Last week HSF said that it would seek to have women comprising at least 25 per cent of the global partnership by 2017 and to lift that to 30 per cent by 2019.
Currently, just over 18 per cent of the firm’s global partnership is female, with women making up around 20 per cent of the Australian partnership.
Speaking to Lawyers Weekly, Jason Ricketts (pictured), the firm’s Australian managing partner, said such a move makes commercial sense, given that most law graduates are female, and that it is also “the right thing to do” from an ethical perspective.
“It will be a challenge to meet these targets, but we should be able to do so,” he said. “Diversity also helps to bring different perspectives and skills to the business.”
Ricketts rejected any suggestion that this would marginalise male lawyers at the firm and lead to a situation where there would be internal questions as to whether all partner appointments were based on performance.
“This move had the overwhelming support of the partnership, and has received widespread support throughout the firm,” he said. “All partner appointments will continue to be based on merit.”
Ricketts added that the move by HSF was an extension of current diversity initiatives at the firm.
HSF has “unconscious bias” training for partners and in March and May last year, the firm launched its Lesbian, Gay, Bisexual and Transgender (LGBT) Network in Melbourne and Sydney respectively.
HSF has just over 450 partners globally.
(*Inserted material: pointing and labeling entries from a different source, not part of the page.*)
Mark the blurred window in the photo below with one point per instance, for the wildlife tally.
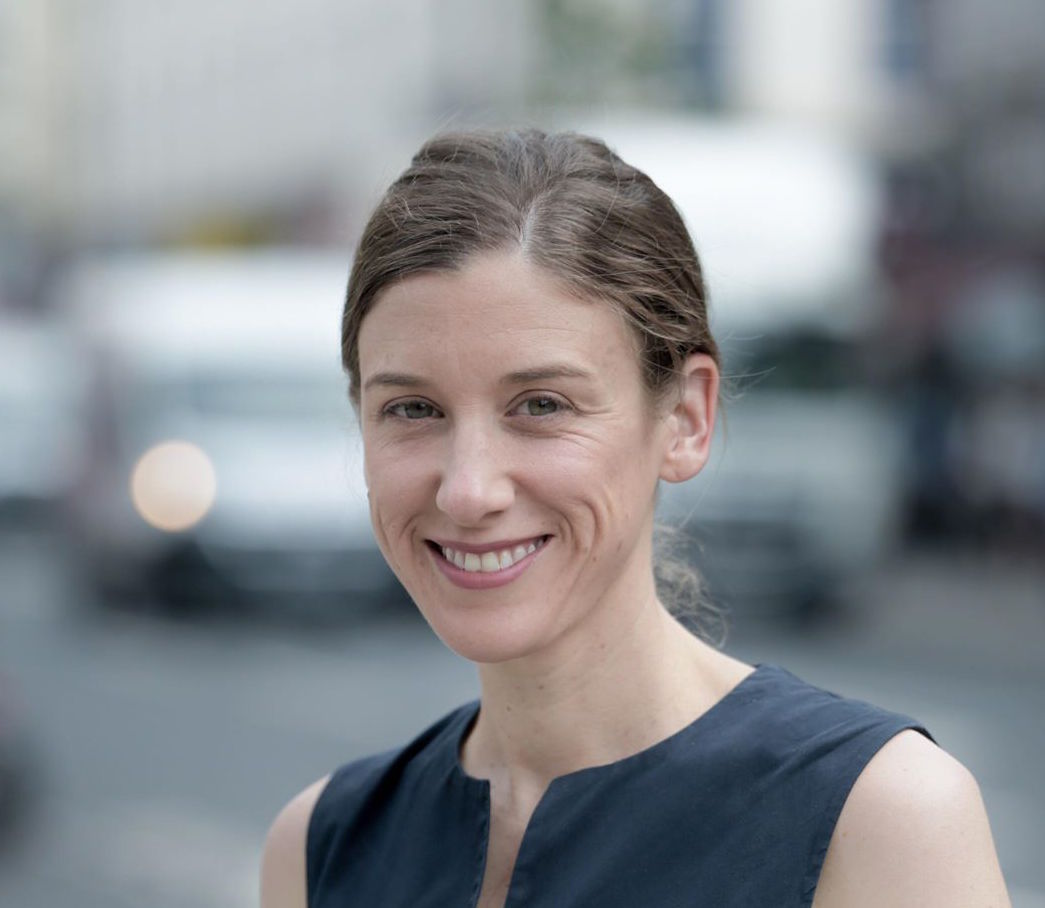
(905, 42)
(275, 397)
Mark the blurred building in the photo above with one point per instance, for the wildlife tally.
(193, 121)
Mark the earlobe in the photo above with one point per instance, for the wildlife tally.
(692, 420)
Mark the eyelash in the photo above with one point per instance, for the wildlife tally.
(397, 410)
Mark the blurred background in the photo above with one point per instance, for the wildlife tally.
(194, 622)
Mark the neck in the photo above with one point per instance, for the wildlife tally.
(594, 701)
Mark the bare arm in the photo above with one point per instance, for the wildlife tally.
(913, 832)
(283, 858)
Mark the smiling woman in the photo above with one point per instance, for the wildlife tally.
(526, 338)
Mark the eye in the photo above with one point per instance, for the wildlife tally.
(541, 404)
(411, 410)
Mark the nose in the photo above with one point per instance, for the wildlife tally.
(474, 484)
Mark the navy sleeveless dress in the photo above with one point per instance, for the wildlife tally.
(736, 809)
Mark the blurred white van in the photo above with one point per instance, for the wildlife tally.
(803, 494)
(223, 461)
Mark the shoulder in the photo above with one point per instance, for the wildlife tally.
(283, 856)
(913, 831)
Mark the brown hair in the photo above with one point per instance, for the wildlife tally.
(578, 211)
(574, 208)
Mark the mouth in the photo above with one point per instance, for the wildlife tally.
(492, 560)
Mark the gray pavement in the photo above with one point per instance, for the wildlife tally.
(166, 747)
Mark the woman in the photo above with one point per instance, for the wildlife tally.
(527, 344)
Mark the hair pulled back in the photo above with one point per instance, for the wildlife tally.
(575, 209)
(571, 205)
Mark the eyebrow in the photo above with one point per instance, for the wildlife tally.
(539, 373)
(521, 376)
(393, 379)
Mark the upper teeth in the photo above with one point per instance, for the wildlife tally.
(489, 561)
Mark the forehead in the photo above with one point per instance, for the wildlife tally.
(497, 311)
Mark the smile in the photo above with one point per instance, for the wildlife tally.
(492, 560)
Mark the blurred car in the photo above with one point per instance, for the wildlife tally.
(223, 462)
(803, 493)
(39, 412)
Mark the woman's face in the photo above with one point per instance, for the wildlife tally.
(511, 455)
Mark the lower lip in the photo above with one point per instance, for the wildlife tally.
(481, 579)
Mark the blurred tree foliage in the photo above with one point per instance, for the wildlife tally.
(608, 51)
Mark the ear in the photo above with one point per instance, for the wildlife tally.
(692, 420)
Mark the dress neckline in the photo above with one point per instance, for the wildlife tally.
(469, 714)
In Australia, it has 175 partners and around 850 fee earners.
On Friday (14 March), the Law Council of Australia released a damning report into the experience of female lawyers in Australia.
The LCA National Attrition and Re-engagement study found that half of all women claimed to have experienced discrimination due to their gender.
Around 4000 people contributed to the report.
HSF’s move to attempt to try and lift its female partner numbers in the next five years comes around nine months after Baker & McKenzie announced it had set an “aspirational” target to have women in 30 per cent of global leadership positions.
No date was fixed as to when the Chicago-based global firm would seek to meet that goal.
In 2012 King & Wood Mallesons set an aspirational target of 30 per cent of female partners in Australia by 2015.